# Strongman trap size



## BigAndyJ (Mar 26, 2009)

Is there any particular lift in strongman that gives you those big traps?

And are there any I could appropriate in the gym?

I was thinking maybe farmers walks, but can't feel them hitting the traps.


----------



## siovrhyl (Sep 14, 2008)

i think its a combination but yes farmers does hit the traps also deadlift i find works the traps well also try some power cleans/jerks


----------



## strange_days (Aug 6, 2009)

barbell shrugs ?


----------



## gerg (Aug 17, 2008)

BigAndyJ said:


> I was thinking maybe farmers walks, but can't feel them hitting the traps.


go heavier and walk further :lol:

deadlifts, cleans, snatch pulls, sumo deadlift high pulls too


----------



## adlewar (Oct 14, 2008)

any form of upright rowing makes my traps booooooom


----------



## BigAndyJ (Mar 26, 2009)

gerg said:


> go heavier and walk further :lol:
> 
> deadlifts, cleans, snatch pulls, sumo deadlift high pulls too


I was taking it easy at first as I have a dodgy lower back. Do you think farmers are a good idea with a lower back problem? They haven't aggravated it so far...


----------



## Jake1436114563 (May 9, 2008)

Almost everything strongmen do helps build the traps.

People underestimate the ability of HEAVY overhead pressing in building some meaty traps.


----------



## gerg (Aug 17, 2008)

BigAndyJ said:


> I was taking it easy at first as I have a dodgy lower back. Do you think farmers are a good idea with a lower back problem? They haven't aggravated it so far...


i'd say farmers walks are more grip dominant. I don't know what your injury is like thoguh so I wouldn't like to say for sure

how is your back with deadlifts and squats?


----------



## BigAndyJ (Mar 26, 2009)

gerg said:


> i'd say farmers walks are more grip dominant. I don't know what your injury is like thoguh so I wouldn't like to say for sure
> 
> how is your back with deadlifts and squats?


Haven't deadlifted in years as I don't have the flexibility for it.

I haven't squatted either for about a year -- I'd more or less given up on doing them as they used to leave my lower back stiff pretty stiff.
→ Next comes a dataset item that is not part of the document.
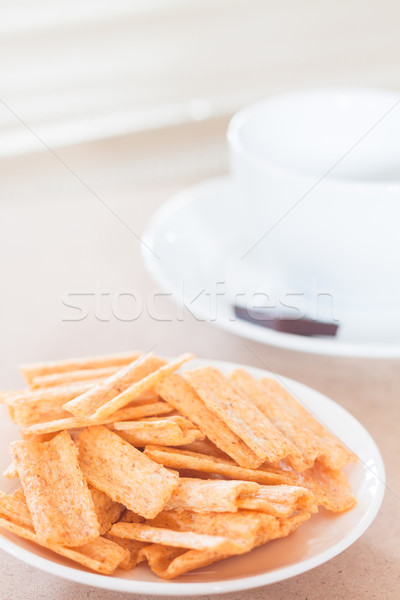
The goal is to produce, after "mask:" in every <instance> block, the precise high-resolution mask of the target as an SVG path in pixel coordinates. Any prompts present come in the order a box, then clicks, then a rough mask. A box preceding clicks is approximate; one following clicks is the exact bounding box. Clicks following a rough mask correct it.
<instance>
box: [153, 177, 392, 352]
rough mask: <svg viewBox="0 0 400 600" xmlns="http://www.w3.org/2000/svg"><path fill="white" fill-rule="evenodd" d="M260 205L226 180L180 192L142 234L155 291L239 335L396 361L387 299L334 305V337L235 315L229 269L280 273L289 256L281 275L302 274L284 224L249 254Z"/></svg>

Having said that I might start again as I haven't had any bad pain in my lower back for over a year now.


----------



## strangey (Jun 4, 2009)

log pressing and lots of it gota love the log


----------



## strangey (Jun 4, 2009)

BigAndyJ said:


> Haven't deadlifted in years as I don't have the flexibility for it.
> 
> I haven't squatted either for about a year -- I'd more or less given up on doing them as they used to leave my lower back stiff pretty stiff.
> 
> Having said that I might start again as I haven't had any bad pain in my lower back for over a year now.


 get yourself a cricket or solid hocky ball and between sets use it to massage your back works a treat


----------



## BLUTOS (Mar 5, 2005)

Try prop shrugs, set an angle bench at lowest angle, lay face down on it with a dumbell either side, the idea is that you keep your arms straight and just pull back till you feel your shoulder blades or the traps just bunch up and lower again.

Keep the form strict and dont relax at the bottom keep it tight, within a month or two you'll be using the biggest dumbells in the gym for this movement and it just packs on mass.


----------



## BigAndyJ (Mar 26, 2009)

Cheers - going to try shoulder presses and prop shrugs.

How long before I have no neck?!


----------



## nothing2fear (Jul 7, 2007)

BLUTOS said:


> Try prop shrugs, set an angle bench at lowest angle, lay face down on it with a dumbell either side, the idea is that you keep your arms straight and just pull back till you feel your shoulder blades or the traps just bunch up and lower again.
> 
> Keep the form strict and dont relax at the bottom keep it tight, within a month or two you'll be using the biggest dumbells in the gym for this movement and it just packs on mass.


Sounds like a killer exercise  ... i'll give that a go too next shoulder session


----------